Bug 1702016 - Block moving HE hosts into different Data Centers and make HE host moved to different cluster NonOperational after activation
Summary: Block moving HE hosts into different Data Centers and make HE host moved to d...
Keywords:
Status: CLOSED ERRATA
Alias: None
Product: Red Hat Enterprise Virtualization Manager
Classification: Red Hat
Component: ovirt-engine
Version: 4.2.8
Hardware: All
OS: Linux
high
high
Target Milestone: ovirt-4.4.3
: ---
Assignee: Artur Socha
QA Contact: Nikolai Sednev
URL:
Whiteboard:
: 1844787 (view as bug list)
Depends On: 1859586
Blocks:
TreeView+ depends on / blocked
 
Reported: 2019-04-22 17:55 UTC by nijin ashok
Modified: 2023-10-06 18:15 UTC (History)
18 users (show)

Fixed In Version: rhv-4.4.3-8
Doc Type: Bug Fix
Doc Text:
Previously, the Manager allowed adding or migrating hosts configured as self-hosted engine hosts to a data center or cluster other than the one in which the self-hosted engine VM is running, even though all self-hosted engine hosts should be in the same data center and cluster. The hosts' IDs were identical to what they were when initially deployed, causing a Sanlock error. Consequently, the agent failed to start. With this update, an error is raised when adding a new self-hosted engine host or migrating an existing one to a data center or cluster other than the one in which the self-hosted engine is running. To add or migrate a self-hosted engine host to a data center or cluster other than the one in which the self-hosted engine is running, you need to disable the host from being a self-hosted engine host by reinstalling it. Follow these steps in the Administration Portal: 1. Move the host to Maintenance mode. 2. Invoke Reinstall with the *Hosted Engine UNDEPLOY* option selected. If using the REST API, use the `undeploy_hosted_engine` parameter. 3. Edit the host and select the target data center and cluster. 4. Activate the host.

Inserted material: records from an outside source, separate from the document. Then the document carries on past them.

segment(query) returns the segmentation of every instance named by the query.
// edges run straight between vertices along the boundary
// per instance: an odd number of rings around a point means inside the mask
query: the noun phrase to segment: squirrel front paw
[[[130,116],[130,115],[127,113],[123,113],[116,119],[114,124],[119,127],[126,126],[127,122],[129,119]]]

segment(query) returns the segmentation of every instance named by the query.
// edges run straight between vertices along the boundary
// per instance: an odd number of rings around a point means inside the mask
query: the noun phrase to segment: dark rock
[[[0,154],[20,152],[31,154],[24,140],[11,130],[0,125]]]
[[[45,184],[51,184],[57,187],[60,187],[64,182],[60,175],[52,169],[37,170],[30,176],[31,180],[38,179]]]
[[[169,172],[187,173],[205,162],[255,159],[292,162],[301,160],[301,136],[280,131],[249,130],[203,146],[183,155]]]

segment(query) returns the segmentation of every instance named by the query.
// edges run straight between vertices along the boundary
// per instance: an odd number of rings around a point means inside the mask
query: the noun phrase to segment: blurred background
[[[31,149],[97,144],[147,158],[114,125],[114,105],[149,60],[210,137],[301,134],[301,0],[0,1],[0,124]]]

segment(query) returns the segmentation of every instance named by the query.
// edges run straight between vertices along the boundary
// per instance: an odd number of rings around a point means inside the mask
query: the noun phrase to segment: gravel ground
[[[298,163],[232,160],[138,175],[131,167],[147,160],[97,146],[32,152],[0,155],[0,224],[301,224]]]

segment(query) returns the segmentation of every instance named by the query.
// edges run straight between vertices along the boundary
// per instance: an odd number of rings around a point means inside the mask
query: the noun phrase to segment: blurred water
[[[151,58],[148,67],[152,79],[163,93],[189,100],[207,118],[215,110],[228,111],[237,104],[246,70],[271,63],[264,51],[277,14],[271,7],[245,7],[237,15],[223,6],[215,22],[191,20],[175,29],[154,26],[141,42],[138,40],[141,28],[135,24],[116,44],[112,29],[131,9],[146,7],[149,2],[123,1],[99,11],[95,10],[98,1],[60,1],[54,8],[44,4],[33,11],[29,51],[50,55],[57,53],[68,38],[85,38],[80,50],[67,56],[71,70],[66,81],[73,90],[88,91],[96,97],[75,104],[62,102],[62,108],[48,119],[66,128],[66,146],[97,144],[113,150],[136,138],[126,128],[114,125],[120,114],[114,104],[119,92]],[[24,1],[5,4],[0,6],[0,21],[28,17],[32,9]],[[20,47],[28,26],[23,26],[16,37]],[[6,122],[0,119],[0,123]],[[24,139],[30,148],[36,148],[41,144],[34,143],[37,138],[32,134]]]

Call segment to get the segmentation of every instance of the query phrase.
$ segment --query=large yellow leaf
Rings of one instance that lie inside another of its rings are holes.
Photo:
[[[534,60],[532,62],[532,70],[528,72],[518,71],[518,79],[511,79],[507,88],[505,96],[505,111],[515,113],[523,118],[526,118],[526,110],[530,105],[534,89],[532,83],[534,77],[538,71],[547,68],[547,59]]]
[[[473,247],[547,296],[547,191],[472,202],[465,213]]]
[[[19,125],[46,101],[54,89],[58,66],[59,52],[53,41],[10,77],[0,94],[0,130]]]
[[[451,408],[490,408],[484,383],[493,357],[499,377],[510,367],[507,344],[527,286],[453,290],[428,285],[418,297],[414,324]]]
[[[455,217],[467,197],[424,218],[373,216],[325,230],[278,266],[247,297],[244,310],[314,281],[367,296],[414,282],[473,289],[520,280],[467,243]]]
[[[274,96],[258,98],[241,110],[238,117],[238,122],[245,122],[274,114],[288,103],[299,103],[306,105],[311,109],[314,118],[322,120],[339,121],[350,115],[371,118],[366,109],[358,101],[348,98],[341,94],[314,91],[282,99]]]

For details, see the Administration Guide or REST API Guide.
Clone Of:
Environment:
Last Closed: 2020-11-24 13:09:18 UTC
oVirt Team: Infra
Target Upstream Version:
Embargoed:


Attachments (Terms of Use)
Screenshot.png (49.00 KB, image/png)
2020-06-18 15:42 UTC, Nikolai Sednev
no flags Details


Links
System ID Private Priority Status Summary Last Updated
Red Hat Knowledge Base (Solution) 4098481 0 Troubleshoot None The host is unstable after adding it as an additional hosted engine host 2019-05-01 14:14:03 UTC
Red Hat Product Errata RHSA-2020:5179 0 None None None 2020-11-24 13:10:34 UTC
oVirt gerrit 109017 0 master MERGED engine: cannot add additional HE in another DC 2021-02-21 17:44:43 UTC
oVirt gerrit 109599 0 master MERGED engine: HE host activated only in HE cluster 2021-02-21 17:44:43 UTC
oVirt gerrit 109622 0 master MERGED core: Partial revert of ee3a6dca4d33acbcca5fab7a169b0c6f1c4edefb 2021-02-21 17:44:43 UTC
oVirt gerrit 109623 0 master MERGED core: Add message to block HE host in other cluster 2021-02-21 17:44:44 UTC
oVirt gerrit 109624 0 master MERGED core: Revert of e5585ae50893ceacec269c99db63fadb4c4ca5c6 2021-02-21 17:44:44 UTC

Description nijin ashok 2019-04-22 17:55:33 UTC
Description of problem:

Currently, RHV-M GUI allows adding additional Hosted Engine hosts in another Data Center. As per the HE concept, all hosts should be in the same Data Center. 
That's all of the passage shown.